U tart mij nu en dat moet u niet doen….
Deze woorden gebruikte raadsvoorzitter Cor Lamers om collega-raadslid Jeroen Ooijevaar de mond te snoeren. En dat, op het moment dat de spreektijd van Jeroen al bijna op was. Er was dus geen ruimte meer voor een heldere reactie. Toen Jeroen dat toch probeerde, werd hem op onaangename wijze de mond gesnoerd. Ik was door ziekte helaas niet aanwezig, ik kon dus niet reageren om mijn collega bij te staan.
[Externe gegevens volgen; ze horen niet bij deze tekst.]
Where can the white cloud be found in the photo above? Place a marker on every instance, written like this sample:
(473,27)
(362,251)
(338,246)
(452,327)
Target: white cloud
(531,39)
Ik zag het echter wel live op televisie….
Er schoot maar 1 gedachte door mijn hoofd: “Burgemeester, U tart mij nu en dat moet u niet doen!”
Schoolmeester Cor, zoals sommige inwoners hem eerder noemden, verviel in een oude fout. Betweterig, belerend en schofferend een raadslid proberen de mond te snoeren. Ed Gloudi schreef hier 3 jaar geleden al een stuk over. Er is nog weinig veranderd.
Maar waar ging het nu eigenlijk om? Jeroen Ooijevaar diende keurig op tijd vragen in over het Ziekenhuis en het Vliegveld Rotterdam The Hague Airport. Hij stuurde via de griffie de vragen naar de wethouder en het onderwerp naar de burgemeester, dus daarmee ook naar de raadsvoorzitter. Jeroen heeft niet vermeld wie het woord zou voeren.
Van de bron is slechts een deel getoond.